Kostal UK Ltd v Dunkley and others  UKSC 47
Appeal against a Court of Appeal judgment which overturned the ET and EAT decisions which had ruled in favour of the employees that the direct offers made to them by Kostal contravened section 145B of the Trade Union and Labour Relations (Consolidation) Act 1992. Appeal allowed and the decisions of the ET and EAT were restored.
Following two preliminary meetings with Unite representatives, Kostal made a pay offer. Union members were balloted and rejected the offer. Kostal then made the same offer to its employees directly, bypassing Unite, on 10 December 2015. On 29 January 2016, Kostal made another similar offer to those employees who had not yet accepted the first offer. Kostal also said that, if no agreement was reached, "this may lead to the company serving notice on your contract of employment". In November 2016, by which time over 97% of employees had accepted one or other of the direct offers, Kostal and Unite reached a collective agreement for 2015 (on similar terms to the direct offers). In May 2016, the claimants complained to an employment tribunal that the direct offers made to them by Kostal contravened section 145B of the Trade Union and Labour Relations (Consolidation) Act 1992 (the "1992 Act"). The tribunal upheld the complaints and made the statutory award of £3,800 to each claimant for each offer made to him.

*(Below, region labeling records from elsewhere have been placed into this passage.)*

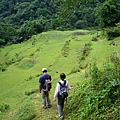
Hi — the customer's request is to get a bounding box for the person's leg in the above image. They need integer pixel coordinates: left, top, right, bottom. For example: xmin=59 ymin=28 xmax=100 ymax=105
xmin=46 ymin=92 xmax=52 ymax=107
xmin=57 ymin=98 xmax=63 ymax=117
xmin=41 ymin=90 xmax=46 ymax=108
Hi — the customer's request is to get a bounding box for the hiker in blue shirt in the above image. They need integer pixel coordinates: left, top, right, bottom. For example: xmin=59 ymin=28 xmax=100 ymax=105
xmin=54 ymin=73 xmax=71 ymax=119
xmin=39 ymin=68 xmax=52 ymax=109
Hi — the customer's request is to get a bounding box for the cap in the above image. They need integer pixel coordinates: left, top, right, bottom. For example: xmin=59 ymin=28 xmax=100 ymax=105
xmin=42 ymin=68 xmax=47 ymax=72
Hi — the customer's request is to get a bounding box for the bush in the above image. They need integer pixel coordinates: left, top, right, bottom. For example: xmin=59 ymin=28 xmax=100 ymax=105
xmin=11 ymin=99 xmax=36 ymax=120
xmin=66 ymin=52 xmax=120 ymax=120
xmin=0 ymin=103 xmax=10 ymax=112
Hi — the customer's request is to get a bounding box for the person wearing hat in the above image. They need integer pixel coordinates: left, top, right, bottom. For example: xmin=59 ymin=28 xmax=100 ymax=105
xmin=39 ymin=68 xmax=52 ymax=109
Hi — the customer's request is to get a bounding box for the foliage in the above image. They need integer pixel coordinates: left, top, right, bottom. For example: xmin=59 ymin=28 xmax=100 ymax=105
xmin=25 ymin=89 xmax=38 ymax=96
xmin=96 ymin=0 xmax=120 ymax=28
xmin=11 ymin=99 xmax=35 ymax=120
xmin=66 ymin=52 xmax=120 ymax=120
xmin=106 ymin=23 xmax=120 ymax=40
xmin=0 ymin=0 xmax=120 ymax=46
xmin=80 ymin=42 xmax=91 ymax=62
xmin=0 ymin=103 xmax=10 ymax=112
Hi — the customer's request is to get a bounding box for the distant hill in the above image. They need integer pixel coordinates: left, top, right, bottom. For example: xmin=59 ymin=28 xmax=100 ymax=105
xmin=0 ymin=30 xmax=120 ymax=120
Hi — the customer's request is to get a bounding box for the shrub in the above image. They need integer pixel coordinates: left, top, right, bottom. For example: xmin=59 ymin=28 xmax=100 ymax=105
xmin=11 ymin=99 xmax=36 ymax=120
xmin=0 ymin=103 xmax=10 ymax=112
xmin=66 ymin=52 xmax=120 ymax=120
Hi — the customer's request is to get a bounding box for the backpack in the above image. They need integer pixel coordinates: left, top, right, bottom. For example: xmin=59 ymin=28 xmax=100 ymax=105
xmin=43 ymin=79 xmax=52 ymax=91
xmin=58 ymin=80 xmax=68 ymax=99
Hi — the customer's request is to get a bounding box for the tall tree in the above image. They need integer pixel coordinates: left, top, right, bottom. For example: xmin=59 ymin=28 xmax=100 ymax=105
xmin=96 ymin=0 xmax=120 ymax=28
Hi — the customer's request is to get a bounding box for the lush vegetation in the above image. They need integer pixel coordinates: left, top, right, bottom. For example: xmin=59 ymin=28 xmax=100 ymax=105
xmin=0 ymin=0 xmax=120 ymax=120
xmin=0 ymin=0 xmax=120 ymax=46
xmin=0 ymin=30 xmax=120 ymax=120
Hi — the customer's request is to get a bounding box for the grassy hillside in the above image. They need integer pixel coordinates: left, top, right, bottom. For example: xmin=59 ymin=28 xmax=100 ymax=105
xmin=0 ymin=30 xmax=120 ymax=120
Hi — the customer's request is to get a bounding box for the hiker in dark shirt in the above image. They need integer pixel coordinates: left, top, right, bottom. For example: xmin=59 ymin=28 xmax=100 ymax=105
xmin=39 ymin=68 xmax=52 ymax=109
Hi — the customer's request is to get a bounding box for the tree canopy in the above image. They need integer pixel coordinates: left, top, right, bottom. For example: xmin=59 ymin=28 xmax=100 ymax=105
xmin=0 ymin=0 xmax=120 ymax=46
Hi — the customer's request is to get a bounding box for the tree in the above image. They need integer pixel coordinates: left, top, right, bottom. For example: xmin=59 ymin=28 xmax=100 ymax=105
xmin=96 ymin=0 xmax=120 ymax=28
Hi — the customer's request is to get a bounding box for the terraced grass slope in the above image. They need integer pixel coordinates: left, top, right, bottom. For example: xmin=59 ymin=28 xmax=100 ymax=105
xmin=0 ymin=30 xmax=120 ymax=120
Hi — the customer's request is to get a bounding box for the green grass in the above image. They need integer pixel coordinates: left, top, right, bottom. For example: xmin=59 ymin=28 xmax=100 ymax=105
xmin=0 ymin=30 xmax=120 ymax=120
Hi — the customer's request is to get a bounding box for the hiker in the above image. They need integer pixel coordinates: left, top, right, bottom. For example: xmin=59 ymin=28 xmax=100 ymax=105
xmin=54 ymin=73 xmax=71 ymax=119
xmin=39 ymin=68 xmax=52 ymax=109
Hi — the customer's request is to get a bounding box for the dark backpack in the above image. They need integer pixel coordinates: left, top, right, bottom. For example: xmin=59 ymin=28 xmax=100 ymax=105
xmin=58 ymin=80 xmax=68 ymax=99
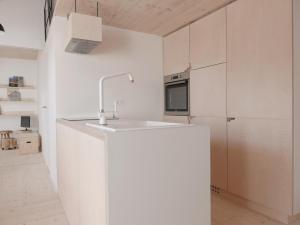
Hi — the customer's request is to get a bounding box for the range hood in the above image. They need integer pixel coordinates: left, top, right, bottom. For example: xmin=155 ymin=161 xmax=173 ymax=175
xmin=65 ymin=13 xmax=102 ymax=54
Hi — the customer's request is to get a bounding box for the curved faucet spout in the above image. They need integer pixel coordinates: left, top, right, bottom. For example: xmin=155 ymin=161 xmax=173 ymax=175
xmin=99 ymin=73 xmax=134 ymax=125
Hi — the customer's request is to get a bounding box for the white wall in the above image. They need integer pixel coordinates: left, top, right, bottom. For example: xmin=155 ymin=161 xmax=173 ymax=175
xmin=38 ymin=23 xmax=57 ymax=186
xmin=0 ymin=0 xmax=45 ymax=49
xmin=39 ymin=17 xmax=163 ymax=186
xmin=56 ymin=18 xmax=163 ymax=119
xmin=293 ymin=0 xmax=300 ymax=214
xmin=0 ymin=58 xmax=38 ymax=130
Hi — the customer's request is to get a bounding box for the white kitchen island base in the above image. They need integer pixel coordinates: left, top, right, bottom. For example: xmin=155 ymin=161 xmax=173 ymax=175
xmin=57 ymin=120 xmax=211 ymax=225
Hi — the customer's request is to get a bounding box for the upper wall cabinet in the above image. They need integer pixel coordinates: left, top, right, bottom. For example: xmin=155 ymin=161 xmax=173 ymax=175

Kostal appealed to the Employment Appeal Tribunal (the "EAT") which, by a majority, dismissed the appeal. Kostal then appealed to the Court of Appeal, which allowed the appeal and set aside the decisions of the tribunal and the EAT. The claimants were given permission to appeal to the Supreme Court.

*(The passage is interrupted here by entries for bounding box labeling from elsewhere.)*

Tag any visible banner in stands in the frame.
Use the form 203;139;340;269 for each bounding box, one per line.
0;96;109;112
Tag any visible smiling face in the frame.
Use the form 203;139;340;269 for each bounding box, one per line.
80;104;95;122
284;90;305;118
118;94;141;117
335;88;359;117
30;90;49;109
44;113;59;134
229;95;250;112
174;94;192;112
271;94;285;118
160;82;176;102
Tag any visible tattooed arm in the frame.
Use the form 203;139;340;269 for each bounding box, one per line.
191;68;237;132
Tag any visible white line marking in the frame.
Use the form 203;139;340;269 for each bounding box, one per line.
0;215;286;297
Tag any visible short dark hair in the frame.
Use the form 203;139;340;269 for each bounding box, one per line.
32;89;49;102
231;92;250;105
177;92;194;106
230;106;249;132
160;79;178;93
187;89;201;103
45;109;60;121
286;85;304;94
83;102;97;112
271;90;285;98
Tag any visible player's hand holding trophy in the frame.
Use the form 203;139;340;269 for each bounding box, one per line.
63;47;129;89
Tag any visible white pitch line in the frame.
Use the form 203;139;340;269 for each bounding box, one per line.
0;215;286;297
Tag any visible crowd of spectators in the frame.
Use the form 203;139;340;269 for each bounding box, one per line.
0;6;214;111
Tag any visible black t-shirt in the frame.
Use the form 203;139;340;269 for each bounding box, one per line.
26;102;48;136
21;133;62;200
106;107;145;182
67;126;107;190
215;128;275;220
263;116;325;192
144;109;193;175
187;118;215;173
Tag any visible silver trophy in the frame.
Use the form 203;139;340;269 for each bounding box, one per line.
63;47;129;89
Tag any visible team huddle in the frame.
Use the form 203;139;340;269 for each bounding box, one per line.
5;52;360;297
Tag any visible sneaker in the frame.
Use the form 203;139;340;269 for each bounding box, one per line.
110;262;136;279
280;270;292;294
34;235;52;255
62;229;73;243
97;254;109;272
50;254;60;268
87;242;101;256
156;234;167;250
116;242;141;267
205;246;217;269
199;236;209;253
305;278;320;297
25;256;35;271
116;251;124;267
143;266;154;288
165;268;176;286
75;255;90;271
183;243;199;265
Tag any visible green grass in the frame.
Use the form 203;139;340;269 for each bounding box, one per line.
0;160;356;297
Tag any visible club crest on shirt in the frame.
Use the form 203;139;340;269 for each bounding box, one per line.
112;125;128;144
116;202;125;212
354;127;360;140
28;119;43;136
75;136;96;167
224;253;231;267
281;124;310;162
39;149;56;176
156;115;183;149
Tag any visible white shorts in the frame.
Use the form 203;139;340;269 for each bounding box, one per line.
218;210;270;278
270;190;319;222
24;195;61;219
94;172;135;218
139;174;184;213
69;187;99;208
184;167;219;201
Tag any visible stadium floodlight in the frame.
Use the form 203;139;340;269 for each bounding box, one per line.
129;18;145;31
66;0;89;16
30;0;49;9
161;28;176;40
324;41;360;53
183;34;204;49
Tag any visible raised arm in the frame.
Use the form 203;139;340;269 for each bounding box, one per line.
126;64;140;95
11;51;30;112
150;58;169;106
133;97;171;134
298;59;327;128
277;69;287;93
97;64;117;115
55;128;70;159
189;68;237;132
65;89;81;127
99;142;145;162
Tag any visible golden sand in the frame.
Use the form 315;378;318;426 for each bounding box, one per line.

The Supreme Court allowed the appeal. The key provisions of the 1992 Act provide: section 145B (1) A worker who is a member of an independent trade union which is recognised, or seeking to be recognised, by his employer has the right not to have an offer made to him by his employer if – (a) acceptance of the offer, together with other workers’ acceptance of offers which the employer also makes to them, would have the prohibited result, and (b) the employer's sole or main purpose in making the offers is to achieve that result. (2) The prohibited result is that the workers’ terms of employment, or any of those terms, will not (or will no longer) be determined by collective agreement negotiated by or on behalf of the union. Section 145D(2): On a complaint under section 145B it shall be for the employer to show what was his sole or main purpose in making the offers. In the words of Lord Leggatt, what an employer cannot do with impunity is what Kostal did here: make a direct offer to its workers, including union members, before the collective bargaining process which the employer has agreed (albeit in honour only) to follow has been exhausted. Lady Arden and Lord Burrows agreed that the appeal should be allowed but disagreed with the majority’s interpretation of sections 145B and 145D of the 1992 Act. Their preferred interpretation was closely aligned with that of the ET and EAT. They did not think it necessarily followed that an employer can escape liability just because the collective bargaining process has been exhausted (as where, for example, the employer has been determined to thwart the bargaining process). They considered that where an offer is made directly, and not through collective bargaining, to workers who are trade union members which, if accepted, would change one or more terms of their employment, to avoid liability it is for the employer to establish that its sole or main purpose in making the offer was a genuine business purpose.